Today, the argument regarding responsibility for auto-scaling in cloud computing as well as highly virtualized environments remains mostly constrained to e-mail conversations and gatherings at espresso machines. It’s an argument that needs more industry and “technology consumer” awareness, because it’s ultimately one of the underpinnings of a dynamic data center architecture; it’s the piece of the puzzle that makes or breaks one of the highest value propositions of cloud computing and virtualization: scalability.
The question appears to be a simple one: what component is responsible not only for recognizing the need for additional capacity, but acting on that information to actually initiate the provisioning of more capacity? Neither the answer, nor the question, it turns out are as simple as appears at first glance. There are a variety of factors that need to be considered, and each of the arguments for – and against – a specific component have considerable weight.
Today we’re going to specifically examine the case for the application as the primary driver of scalability in cloud computing environments.
ANSWER: THE APPLICATION
The first and most obvious answer is that the application should drive scalability. After all, the application knows when it is overwhelmed, right? Only the application has the visibility into its local environment that indicates when it is reaching capacity with respect to memory and compute and even application resource. The developer, having thoroughly load tested the application, knows the precise load in terms of connections and usage patterns that causes performance degradation and/or maximum capacity and thus it should logically fall to the application to monitor resource consumption with the goal of initiating a scaling event when necessary.
In theory, this works. In practice, however, it doesn’t. First, application instances may be scaled-up in deployment. The subsequent increase in memory and/or compute resources changing the thresholds at which the application should scale. If the application is developed with the ability to set thresholds based on an external set of values this may still be a viable solution. But once the application recognizes it is approaching a scaling event, how does it initiate that event? If it is integrated with the environment’s management framework – say the cloud API – it can do so. But to do so requires that the application be developed with an end-goal of being deployed in a specific cloud computing environment. Portability is immediately sacrificed for control in a way that locks in the organization to a specific vendor for the life of the application – or until said organization is willing to rewrite the application so that it targets a different management framework.
Some day, in the future, it may be the case that the application can simply send out an SoS of sorts – some interoperable message that indicates it is hovering near dangerous utilization levels and needs help. Such a message could then be interpreted by the infrastructure and/or management framework to automatically initiate a scaling event, thus preserving control and interoperability (and thus portability). That’s the vision of a stateless infrastructure, but one that is unlikely to be an option in the near future.

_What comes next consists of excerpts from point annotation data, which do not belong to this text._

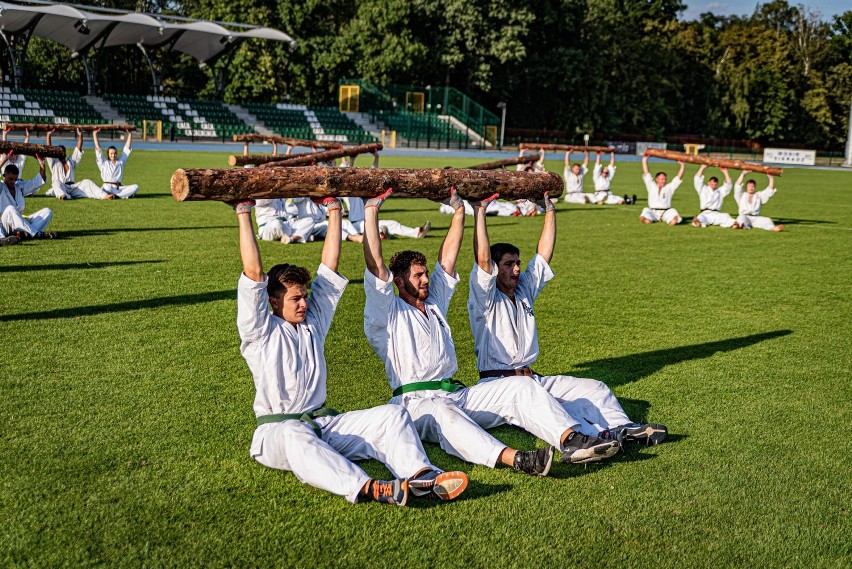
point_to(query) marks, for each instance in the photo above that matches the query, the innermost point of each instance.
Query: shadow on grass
(95, 232)
(793, 221)
(72, 266)
(633, 367)
(123, 306)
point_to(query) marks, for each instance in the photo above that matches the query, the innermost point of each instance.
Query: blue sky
(827, 8)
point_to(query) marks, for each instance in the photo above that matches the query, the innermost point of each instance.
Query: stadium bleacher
(50, 107)
(188, 117)
(310, 123)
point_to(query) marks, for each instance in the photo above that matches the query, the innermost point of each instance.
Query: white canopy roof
(80, 30)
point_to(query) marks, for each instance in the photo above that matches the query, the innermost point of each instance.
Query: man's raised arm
(547, 241)
(481, 244)
(448, 254)
(372, 242)
(249, 252)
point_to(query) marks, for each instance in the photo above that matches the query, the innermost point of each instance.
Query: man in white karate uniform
(573, 176)
(602, 178)
(16, 159)
(13, 222)
(284, 351)
(660, 195)
(502, 319)
(62, 172)
(410, 333)
(710, 197)
(749, 203)
(354, 231)
(112, 168)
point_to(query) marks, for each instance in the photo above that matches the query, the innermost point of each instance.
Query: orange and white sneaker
(437, 484)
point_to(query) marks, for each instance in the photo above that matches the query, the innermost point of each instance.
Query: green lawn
(126, 406)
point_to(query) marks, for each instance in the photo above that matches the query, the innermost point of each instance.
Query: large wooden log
(566, 147)
(42, 150)
(226, 184)
(69, 127)
(314, 158)
(260, 159)
(718, 162)
(252, 137)
(507, 162)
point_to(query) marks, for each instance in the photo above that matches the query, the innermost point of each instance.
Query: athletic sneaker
(388, 491)
(437, 484)
(534, 461)
(579, 448)
(644, 433)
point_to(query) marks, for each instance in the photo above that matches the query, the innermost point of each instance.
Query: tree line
(780, 74)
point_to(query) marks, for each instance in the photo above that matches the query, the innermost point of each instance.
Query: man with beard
(410, 333)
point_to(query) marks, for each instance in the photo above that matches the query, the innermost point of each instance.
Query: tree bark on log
(507, 162)
(69, 127)
(261, 159)
(227, 184)
(314, 158)
(252, 137)
(566, 147)
(25, 149)
(718, 162)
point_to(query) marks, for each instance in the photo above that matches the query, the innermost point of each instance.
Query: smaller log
(261, 159)
(566, 147)
(717, 162)
(69, 127)
(314, 158)
(227, 184)
(42, 150)
(253, 137)
(507, 162)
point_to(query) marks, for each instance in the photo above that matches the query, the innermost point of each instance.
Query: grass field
(126, 406)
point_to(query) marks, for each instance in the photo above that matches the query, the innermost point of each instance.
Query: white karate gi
(660, 200)
(750, 209)
(12, 218)
(18, 161)
(62, 182)
(602, 185)
(112, 175)
(574, 186)
(288, 365)
(390, 227)
(711, 204)
(418, 347)
(505, 338)
(273, 221)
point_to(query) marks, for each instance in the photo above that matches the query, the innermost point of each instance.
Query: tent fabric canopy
(81, 30)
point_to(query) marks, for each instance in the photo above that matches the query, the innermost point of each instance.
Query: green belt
(447, 384)
(304, 417)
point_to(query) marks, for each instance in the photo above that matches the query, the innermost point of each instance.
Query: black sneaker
(388, 491)
(579, 448)
(437, 484)
(644, 433)
(534, 461)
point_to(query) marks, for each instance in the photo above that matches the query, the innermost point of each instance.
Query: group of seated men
(15, 226)
(282, 333)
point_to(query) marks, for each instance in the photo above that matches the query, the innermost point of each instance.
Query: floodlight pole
(502, 106)
(849, 138)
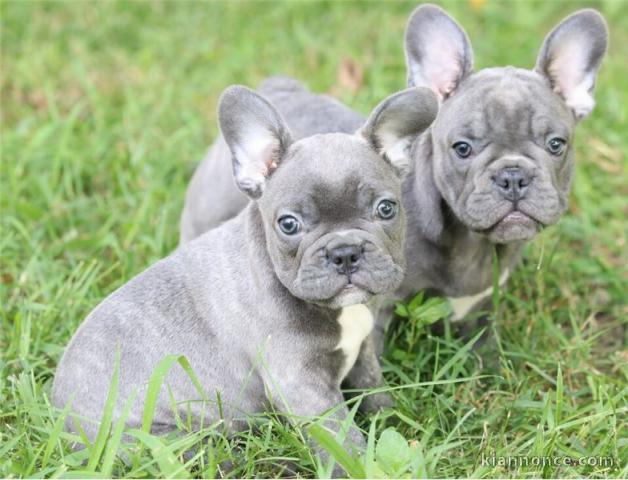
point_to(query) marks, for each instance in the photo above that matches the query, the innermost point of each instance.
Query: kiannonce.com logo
(541, 461)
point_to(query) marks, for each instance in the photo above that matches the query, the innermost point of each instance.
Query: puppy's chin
(349, 295)
(514, 227)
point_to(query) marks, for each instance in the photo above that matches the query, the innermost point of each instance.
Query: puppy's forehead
(331, 163)
(508, 102)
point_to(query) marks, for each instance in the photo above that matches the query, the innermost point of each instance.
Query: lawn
(107, 108)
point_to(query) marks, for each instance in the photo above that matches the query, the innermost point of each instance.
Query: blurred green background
(107, 107)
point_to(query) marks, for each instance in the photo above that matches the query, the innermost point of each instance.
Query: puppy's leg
(367, 374)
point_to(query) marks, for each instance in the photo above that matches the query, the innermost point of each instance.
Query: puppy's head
(501, 149)
(330, 203)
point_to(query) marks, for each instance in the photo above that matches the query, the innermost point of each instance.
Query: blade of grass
(116, 436)
(344, 459)
(168, 463)
(107, 416)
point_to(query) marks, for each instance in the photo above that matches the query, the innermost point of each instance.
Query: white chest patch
(463, 305)
(356, 322)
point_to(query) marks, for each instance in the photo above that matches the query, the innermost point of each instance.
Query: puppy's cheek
(380, 272)
(545, 204)
(481, 210)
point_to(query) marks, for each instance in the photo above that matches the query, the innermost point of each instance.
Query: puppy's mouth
(351, 293)
(512, 227)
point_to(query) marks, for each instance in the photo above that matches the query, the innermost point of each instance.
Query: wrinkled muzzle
(511, 200)
(346, 268)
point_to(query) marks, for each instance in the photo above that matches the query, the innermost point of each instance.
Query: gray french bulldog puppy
(272, 306)
(494, 169)
(496, 166)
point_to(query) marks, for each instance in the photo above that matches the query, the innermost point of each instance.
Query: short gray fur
(255, 310)
(456, 216)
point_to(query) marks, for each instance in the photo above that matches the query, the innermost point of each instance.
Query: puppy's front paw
(376, 402)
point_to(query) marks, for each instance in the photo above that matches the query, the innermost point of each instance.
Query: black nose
(345, 259)
(512, 183)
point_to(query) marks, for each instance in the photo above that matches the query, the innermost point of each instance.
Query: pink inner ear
(442, 67)
(571, 79)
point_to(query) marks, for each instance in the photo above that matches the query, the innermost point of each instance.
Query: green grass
(106, 110)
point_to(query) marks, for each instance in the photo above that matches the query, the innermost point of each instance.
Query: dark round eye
(556, 146)
(289, 225)
(463, 149)
(386, 209)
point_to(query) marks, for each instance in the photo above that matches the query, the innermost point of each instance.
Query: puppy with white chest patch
(494, 169)
(272, 305)
(496, 166)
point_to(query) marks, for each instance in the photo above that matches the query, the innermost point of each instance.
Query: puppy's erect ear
(570, 58)
(256, 134)
(438, 51)
(397, 121)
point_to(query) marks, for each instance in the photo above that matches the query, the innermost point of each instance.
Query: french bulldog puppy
(272, 306)
(495, 167)
(213, 197)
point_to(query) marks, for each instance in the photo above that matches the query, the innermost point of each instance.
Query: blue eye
(289, 225)
(556, 146)
(386, 209)
(462, 149)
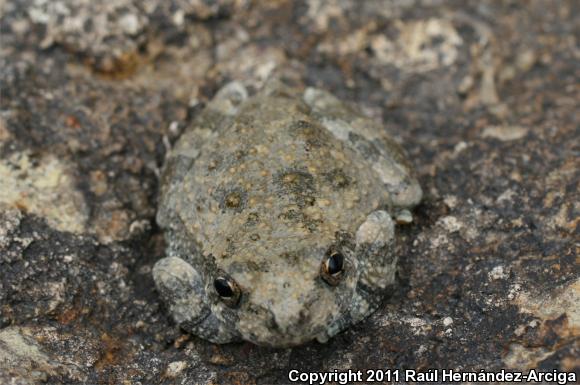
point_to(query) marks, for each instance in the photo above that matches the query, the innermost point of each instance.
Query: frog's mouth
(290, 324)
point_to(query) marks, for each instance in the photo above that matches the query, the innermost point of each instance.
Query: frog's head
(304, 293)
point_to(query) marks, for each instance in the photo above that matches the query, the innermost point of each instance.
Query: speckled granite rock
(483, 95)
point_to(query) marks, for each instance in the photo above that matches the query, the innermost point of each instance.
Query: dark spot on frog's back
(233, 199)
(295, 182)
(338, 178)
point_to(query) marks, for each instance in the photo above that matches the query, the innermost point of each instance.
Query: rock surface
(483, 94)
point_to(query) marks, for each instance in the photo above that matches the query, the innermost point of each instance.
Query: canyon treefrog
(279, 212)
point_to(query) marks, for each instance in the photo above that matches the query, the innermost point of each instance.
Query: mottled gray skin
(260, 189)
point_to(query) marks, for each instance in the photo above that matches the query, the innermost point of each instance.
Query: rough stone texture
(483, 94)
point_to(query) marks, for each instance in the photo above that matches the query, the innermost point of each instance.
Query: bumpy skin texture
(261, 190)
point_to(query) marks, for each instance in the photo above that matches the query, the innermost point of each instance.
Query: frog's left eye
(228, 290)
(332, 268)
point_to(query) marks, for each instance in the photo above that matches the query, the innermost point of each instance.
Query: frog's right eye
(228, 290)
(332, 268)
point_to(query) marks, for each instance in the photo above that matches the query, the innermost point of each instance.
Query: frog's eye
(332, 268)
(228, 290)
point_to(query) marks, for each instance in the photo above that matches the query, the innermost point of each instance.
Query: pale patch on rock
(21, 355)
(505, 133)
(450, 223)
(44, 187)
(552, 305)
(416, 49)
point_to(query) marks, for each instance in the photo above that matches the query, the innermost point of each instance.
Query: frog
(279, 207)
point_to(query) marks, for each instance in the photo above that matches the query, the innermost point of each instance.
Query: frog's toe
(181, 287)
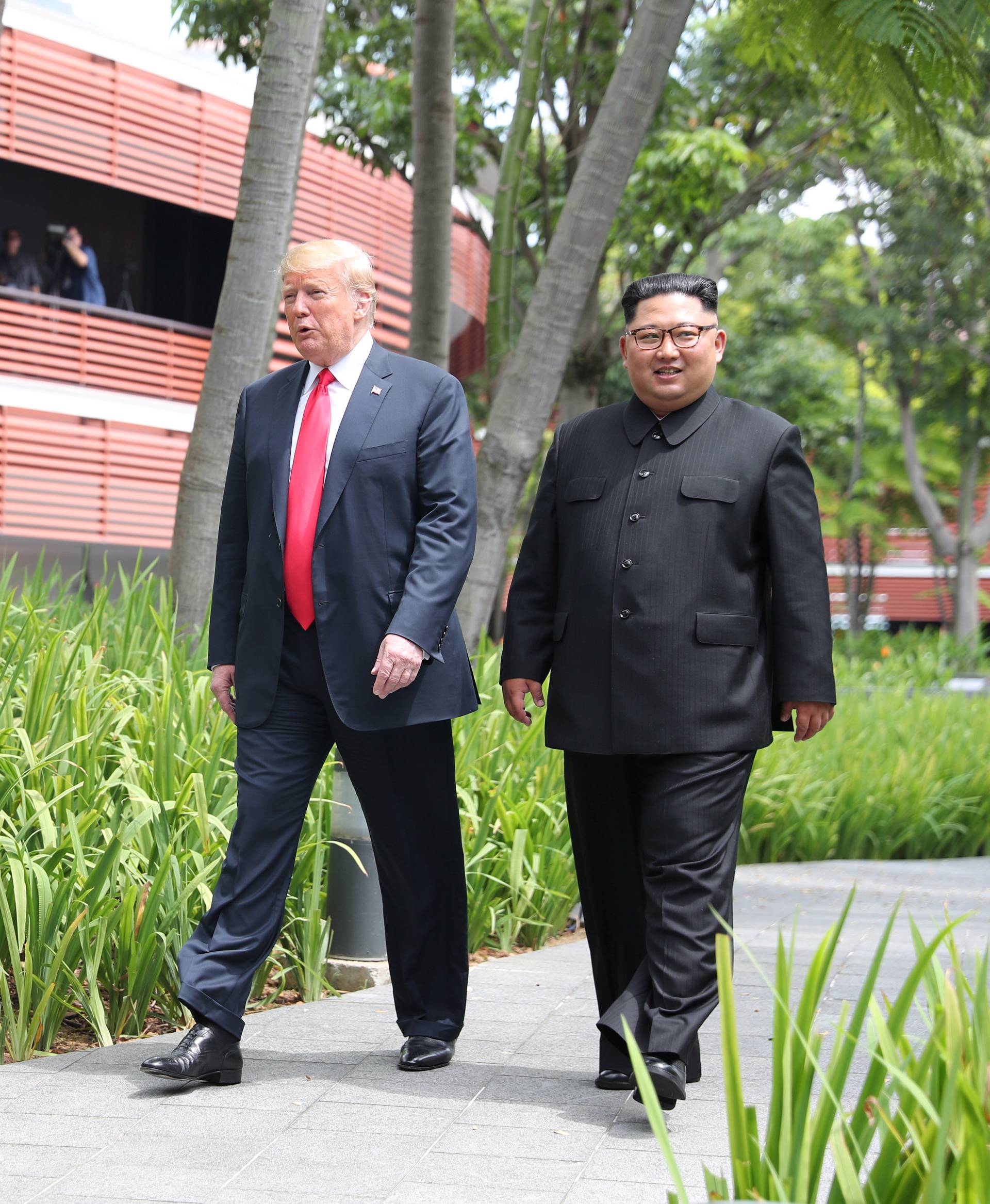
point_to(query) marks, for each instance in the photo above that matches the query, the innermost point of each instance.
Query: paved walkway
(324, 1115)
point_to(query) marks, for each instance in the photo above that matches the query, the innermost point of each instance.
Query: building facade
(96, 402)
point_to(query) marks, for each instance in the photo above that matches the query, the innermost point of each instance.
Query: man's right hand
(223, 687)
(514, 691)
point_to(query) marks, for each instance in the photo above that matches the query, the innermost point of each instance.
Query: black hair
(700, 287)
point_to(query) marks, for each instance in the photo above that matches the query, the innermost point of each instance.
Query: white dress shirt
(345, 372)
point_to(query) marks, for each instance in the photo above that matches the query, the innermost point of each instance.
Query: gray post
(354, 899)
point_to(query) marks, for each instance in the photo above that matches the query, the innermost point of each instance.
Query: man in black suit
(674, 581)
(347, 530)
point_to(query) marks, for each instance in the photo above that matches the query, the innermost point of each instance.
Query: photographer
(19, 270)
(81, 270)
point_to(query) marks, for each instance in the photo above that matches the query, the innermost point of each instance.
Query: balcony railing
(70, 343)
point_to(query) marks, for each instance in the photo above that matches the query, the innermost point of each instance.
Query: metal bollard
(358, 955)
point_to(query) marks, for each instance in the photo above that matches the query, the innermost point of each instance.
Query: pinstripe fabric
(645, 581)
(655, 845)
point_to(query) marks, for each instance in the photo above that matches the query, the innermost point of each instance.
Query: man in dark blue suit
(347, 530)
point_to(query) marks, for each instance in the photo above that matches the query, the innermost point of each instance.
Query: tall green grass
(918, 1131)
(117, 796)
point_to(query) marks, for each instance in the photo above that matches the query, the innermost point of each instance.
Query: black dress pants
(655, 845)
(406, 782)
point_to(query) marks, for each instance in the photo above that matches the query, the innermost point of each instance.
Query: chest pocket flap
(584, 489)
(381, 449)
(713, 489)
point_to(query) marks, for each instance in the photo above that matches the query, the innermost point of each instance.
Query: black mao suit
(673, 583)
(394, 541)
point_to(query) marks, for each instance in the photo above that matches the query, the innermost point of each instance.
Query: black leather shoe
(615, 1080)
(207, 1053)
(425, 1054)
(669, 1077)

At this time, back in reality land, the application has the necessary data but is unable to practically act upon it.
But let’s assume it could, or that the developers integrated the application appropriately with the management framework such that the application could initiate a scaling event. This works for the first instance, but subsequently becomes problematic – and expensive. This is because visibility is limited to the application instance, not the application as a whole – the one which is presented to the end-user through network server virtualization enabled by load balancing and application delivery. As application instance #1 nears capacity, it initiates a scaling event which launches application instance #2. Any number of things go wrong at this point:
- Application instance #1 continues to experience increasing load while application instance #2 launches, causing it to (unnecessarily) initiate another scaling event, resulting in application instance #3. Obviously timing and a proactive scaling strategy is required to avoid such a (potentially costly) scenario. But proactive scaling strategies require historical trend analysis, which means maintaining X minutes of data and determining growth rates as a means to predict when the application will exceed configured thresholds and initiate a scaling event prior to that time, taking into consideration the amount of time required to launch instance #2.
- Once two application instances are available, consider that load continues to increase until both are nearing capacity. Both applications, being unaware of each other, will subsequently initiate a scaling event, resulting in the launch of application instance #3 and application instance #4. It is likely the case that one additional instance would suffice, but because the application instances are not collaborating with each other and have no control over each other, it is likely that growth of application instances will occur exponentially assuming a round robin load balancing algorithm and a constant increase in load.
- Because there is no collaboration between application instances, it is nearly impossible to scale back down – a necessary component to maintaining the benefits of a dynamic data center architecture. The decision to scale down, i.e. decommission an instance would need to be made by…the instance. It is not impossible to imagine a scenario in which multiple instances simultaneously “shut down”, neither is it impossible to imagine a scenario in which multiple instances remain active despite overall application load requiring merely one to sustain acceptable availability and performance.
These are generally undesirable results; no one architects a dynamic data center with the intention of making scalability less efficient or rendering it unable to effectively meet business and operational requirements with respect to performance and availability. Both are compromised by an application-driven scalability strategy because application instances lack the visibility necessary to maintaining capacity at levels appropriate to meet demand, and have no visibility into end-user performance, only internal application and back-end integration performance. Both impact overall end-user performance, but are incomplete measures of the response time experienced by application consumers.
To sum up, the “application” has limited data and today, no control over provisioning processes. And even assuming full control over provisioning, the availability of only partial data leaves the process fraught with potential risk to operational stability.